Probability
6. Geometric Probability
Geometry can be used in solving probability questions in which variables are continuous and it is not possible to count favourable number of cases as well as total number of cases. These questions can be converted to equivalent geometrical problems and can easily be solved using either length, area or volume depending upon the nature of question.

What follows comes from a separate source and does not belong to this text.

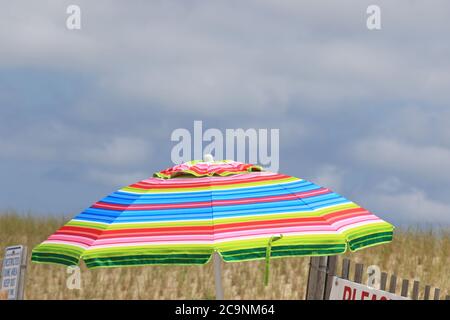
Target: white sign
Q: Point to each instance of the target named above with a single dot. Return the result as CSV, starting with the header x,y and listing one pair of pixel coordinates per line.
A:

Let us take a simple example.
If a real number is selected between 0 to 1, then what is the probability that number will be more than 0.6.
We see
here, that the number can be taken from the range 0 to 1 and the favourable
range is 0.6 to 1, so the favourable range is 0.4 and the total possible
interval is 1 is the probability should be 0.4
Take another example that can be solved using area.
Suppose we are selecting a point randomly inside the given square so what is the probability that the point lies inside the shaded part where the shaded part is one fourth of the square. intuitively the answer should be 1 by 4 and the Favourable area is one fourth of the total available area.
Probability = \(\cfrac{{{\rm{Favourable}}\;{\rm{area}}}}{{{\rm{Total}}\;\;{\rm{area}}}} = \frac{1}{4}\)
Example 01: A point is randomly selected inside a circle of radius 4 cm, find the probability that this point is closer to the centre than to circumference
Required probability = \(\cfrac{{{\rm{shaded}}\;\;{\rm{area}}}}{{{\rm{total}}\;\;{\rm{area}}}}\) = \(\cfrac{1}{4}\)
Example 02: A rod of length L is divided randomly into three parts find the probability that a triangle is formed by these three parts.
x + y > (L – x – y) y + (L – x – y) > x (L – x – y) > y
or x + y > L/2, x < L/2, y < L/2 x > 0, y > 0, L – x – y > 0
Thus x > 0, y > 0, x + y < L (This is the sample space)
Plotting lines x + y = L, x + y = L/2, x = L/2 y = L/2.
Now favorable area is the shaded area of the middle triangle.
Required probability = \(\cfrac{1}{4}\)